Foxtails can be annual or perennial. They grow in tufts. They have flat leaves and blunt ligules (a small flap at the junction of leaf and stem). Their inflorescence is a dense panicle (a branching head without terminal flower) with 1-flowered spikelets.
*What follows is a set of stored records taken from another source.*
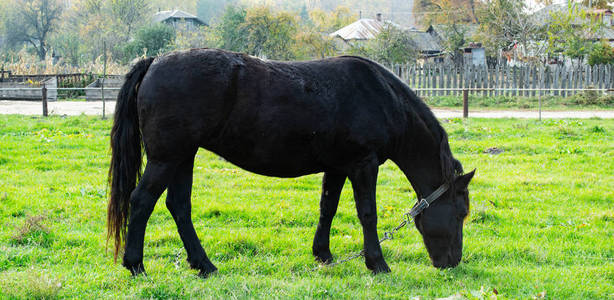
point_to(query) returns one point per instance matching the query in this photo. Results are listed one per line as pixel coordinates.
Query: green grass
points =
(541, 223)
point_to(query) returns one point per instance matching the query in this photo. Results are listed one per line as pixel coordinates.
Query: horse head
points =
(441, 224)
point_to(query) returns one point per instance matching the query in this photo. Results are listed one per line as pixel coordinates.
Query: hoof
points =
(207, 269)
(377, 267)
(136, 269)
(324, 257)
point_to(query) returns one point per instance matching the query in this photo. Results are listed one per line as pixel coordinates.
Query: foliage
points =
(269, 34)
(572, 33)
(391, 46)
(25, 63)
(67, 44)
(313, 44)
(229, 31)
(505, 24)
(151, 40)
(541, 222)
(601, 53)
(210, 10)
(597, 4)
(428, 12)
(31, 22)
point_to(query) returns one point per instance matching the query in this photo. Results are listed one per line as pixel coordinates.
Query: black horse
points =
(343, 116)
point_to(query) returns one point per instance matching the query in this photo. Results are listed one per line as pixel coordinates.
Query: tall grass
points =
(25, 63)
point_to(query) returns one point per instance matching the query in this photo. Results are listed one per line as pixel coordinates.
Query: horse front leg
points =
(142, 202)
(364, 182)
(332, 184)
(178, 202)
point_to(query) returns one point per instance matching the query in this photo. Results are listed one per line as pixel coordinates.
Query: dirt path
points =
(95, 108)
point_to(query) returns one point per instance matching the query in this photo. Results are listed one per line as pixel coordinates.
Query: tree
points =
(229, 32)
(597, 4)
(429, 12)
(150, 40)
(31, 22)
(391, 46)
(313, 44)
(210, 10)
(127, 14)
(572, 32)
(505, 24)
(601, 53)
(269, 34)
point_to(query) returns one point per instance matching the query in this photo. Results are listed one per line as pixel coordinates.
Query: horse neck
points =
(421, 164)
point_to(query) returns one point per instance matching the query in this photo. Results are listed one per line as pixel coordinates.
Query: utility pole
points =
(391, 10)
(104, 75)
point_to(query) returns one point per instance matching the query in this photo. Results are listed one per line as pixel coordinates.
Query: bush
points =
(601, 53)
(150, 40)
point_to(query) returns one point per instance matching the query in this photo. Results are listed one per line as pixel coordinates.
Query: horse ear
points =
(463, 180)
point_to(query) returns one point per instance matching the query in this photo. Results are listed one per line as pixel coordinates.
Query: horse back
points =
(272, 118)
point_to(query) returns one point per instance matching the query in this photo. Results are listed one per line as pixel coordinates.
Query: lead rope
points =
(408, 217)
(388, 235)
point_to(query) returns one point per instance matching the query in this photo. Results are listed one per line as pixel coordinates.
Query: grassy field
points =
(541, 224)
(584, 101)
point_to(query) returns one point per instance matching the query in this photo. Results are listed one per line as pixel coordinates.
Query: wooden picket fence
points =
(441, 79)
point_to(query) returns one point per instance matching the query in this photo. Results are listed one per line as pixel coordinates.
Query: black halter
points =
(426, 202)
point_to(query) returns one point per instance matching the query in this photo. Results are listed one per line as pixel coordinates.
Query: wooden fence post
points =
(45, 111)
(465, 103)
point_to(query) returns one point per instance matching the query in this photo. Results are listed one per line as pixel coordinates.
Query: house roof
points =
(363, 29)
(544, 15)
(425, 41)
(162, 16)
(442, 33)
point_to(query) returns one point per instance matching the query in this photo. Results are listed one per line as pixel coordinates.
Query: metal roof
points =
(363, 29)
(162, 16)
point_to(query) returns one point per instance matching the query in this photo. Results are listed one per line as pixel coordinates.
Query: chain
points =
(388, 235)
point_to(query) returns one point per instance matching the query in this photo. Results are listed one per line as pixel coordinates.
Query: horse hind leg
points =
(332, 184)
(364, 180)
(142, 202)
(178, 202)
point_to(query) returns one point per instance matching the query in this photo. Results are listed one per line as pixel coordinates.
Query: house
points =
(361, 30)
(472, 52)
(178, 19)
(367, 29)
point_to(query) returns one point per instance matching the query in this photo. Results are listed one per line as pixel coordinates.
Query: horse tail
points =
(126, 154)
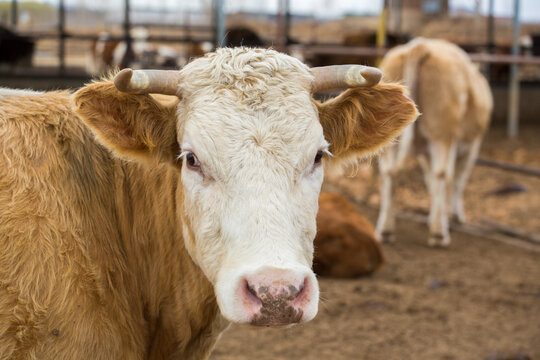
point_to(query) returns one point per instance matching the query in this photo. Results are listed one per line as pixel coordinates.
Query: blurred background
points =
(479, 299)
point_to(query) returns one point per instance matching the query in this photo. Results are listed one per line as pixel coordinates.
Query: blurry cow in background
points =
(15, 50)
(345, 245)
(107, 53)
(455, 102)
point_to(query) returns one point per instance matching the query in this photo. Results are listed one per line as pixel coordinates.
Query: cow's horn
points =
(344, 76)
(148, 81)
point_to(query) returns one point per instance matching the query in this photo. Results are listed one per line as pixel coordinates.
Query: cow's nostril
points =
(251, 290)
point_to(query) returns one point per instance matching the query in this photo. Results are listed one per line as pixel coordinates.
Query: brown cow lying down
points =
(134, 229)
(345, 245)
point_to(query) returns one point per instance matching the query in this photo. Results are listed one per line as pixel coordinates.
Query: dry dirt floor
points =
(478, 299)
A few, particularly A. myosuroides, are considered weeds, others are very decorative and are used in bouquets of dried flowers.

==Species==
43 species are accepted.
- Alopecurus aequalis Sobol. – Orange foxtail, shortawn foxtail – Eurasia, Americas
- Alopecurus albovii Tzvelev – Caucasus
- Alopecurus alopecuroides (L.) L.J.Gillespie, Cabi & Soreng – Syria and Israel
- Alopecurus anatolicus Dogan – eastern Turkey
- Alopecurus apiatus Ovcz. – Kyrgyzstan, Tajikistan, Afghanistan, Iraq, Iran
- Alopecurus arundinaceus – Reed foxtail, creeping foxtail, creeping meadow foxtail – Eurasia, North Africa
- Alopecurus aucheri Poir. – Caucasus, Turkey, Iran
- Alopecurus baptarrhenius S.M.Phillips – Ethiopia
- Alopecurus bonariensis Parodi & Thell. – Argentina, Uruguay
- Alopecurus borii Tzvelev – Turkmenistan
- Alopecurus bornmuelleri Domin – Palestine
- Alopecurus brachystachus M.Bieb. – Russia, China, Mongolia
- Alopecurus × brachystylus Peterm. – western and northern Europe and Siberia
- Alopecurus bulbosus Gouan – Bulbous foxtail – Mediterranean, western Europe
- Alopecurus carolinianus Walter – tufted meadow foxtail – US, western Canada
- Alopecurus creticus Trin. – Greece, Turkey, Balkans
- Alopecurus cucullatus (L.) Raspail – central and eastern Mediterranean
- Alopecurus dasyanthus Tratv. – Caucasus, Iran
- Alopecurus davisii Bor – Samos Island in Greece
- Alopecurus geniculatus L. – Bent foxtail, marsh meadow foxtail – Algeria, Eurasia
- Alopecurus gerardii Vill. – Mediterranean
- Alopecurus goekyigitianus Cabi & Soreng – Turkey
- Alopecurus glacialis K.Koch – Caucasus, Turkey, Iran, Afghanistan
- Alopecurus × haussknechtianus Asch. & Graebn. – central + northwestern Europe
- Alopecurus heliochloides Hack. – Chile
- Alopecurus himalaicus Hook.f. – Himalayas, Pakistan, Afghanistan, Iran, Central Asia, Xinjiang
- Alopecurus hitchcockii Parodi – Peru, Bolivia, Jujuy
- Alopecurus japonicus Steud. – China, Japan, Korea
- Alopecurus laguroides Balansa – Caucasus, Turkey
- Alopecurus lanatus Sm. – Turkey
- Alopecurus longiaristatus Maxim. – Heilongjiang, Primorye, Khabarovsk
- Alopecurus magellanicus Lam. – northern Eurasia, North + South America, Falkland Is, South Georgia
- Alopecurus × marssonii Hausskn. – Ukraine
- Alopecurus mucronatus Hack. – Iran, Afghanistan, Tajikistan
- Alopecurus myosuroides Huds. – Slender meadow foxtail, black grass, twitch grass, black twitch – Eurasia, North Africa
- Alopecurus nepalensis Trin. ex Steud. – Himalayas, Tajikistan, Turkmenistan
- Alopecurus × plettkei Mattf. – France, Germany, Belgium, Netherlands
- Alopecurus ponticus K.Koch – Caucasus
- Alopecurus pratensis L. – meadow foxtail – Eurasia from Azores to Mongolia
- Alopecurus rendlei Eig – central + southern Europe, Algeria, Libya, Turkey
- Alopecurus saccatus Vasey – Pacific foxtail – United States (WA OR ID CA), Baja California
- Alopecurus setarioides Gren. – France, Greece, Italy, Balkans, Turkey
- Alopecurus textilis Boiss. – Turkey, Caucasus, Syria, Iraq, Iran, Turkmenistan
- Alopecurus turczaninovii O.D.Nikif. – Siberia
- Alopecurus × turicensis Brügger – France, Switzerland
- Alopecurus tzvelevii V.A.Agaf., Laktionov, Yu.E.Alexeev & Mavrodiev – central European Russia
- Alopecurus utriculatus Banks & Sol. – Greece, Turkey, Iraq, Iran, Cyprus, Syria, Lebanon, Palestine
- Alopecurus vaginatus (Willd.) Pall. ex Kunth – Crimea, Caucasus, Turkey, Middle East, Iran, Afghanistan
- Alopecurus × winklerianus Asch. & Graebn. – France, Switzerland, Germany, Poland

==Formerly included==
Numerous species once considered part of Alopecurus but now regarded as better suited to other genera: Agrostis, Crypsis, Koeleria, Milium, Muhlenbergia, Pennisetum, Perotis, Phleum, Polypogon, Rostraria, Setaria and Tribolium.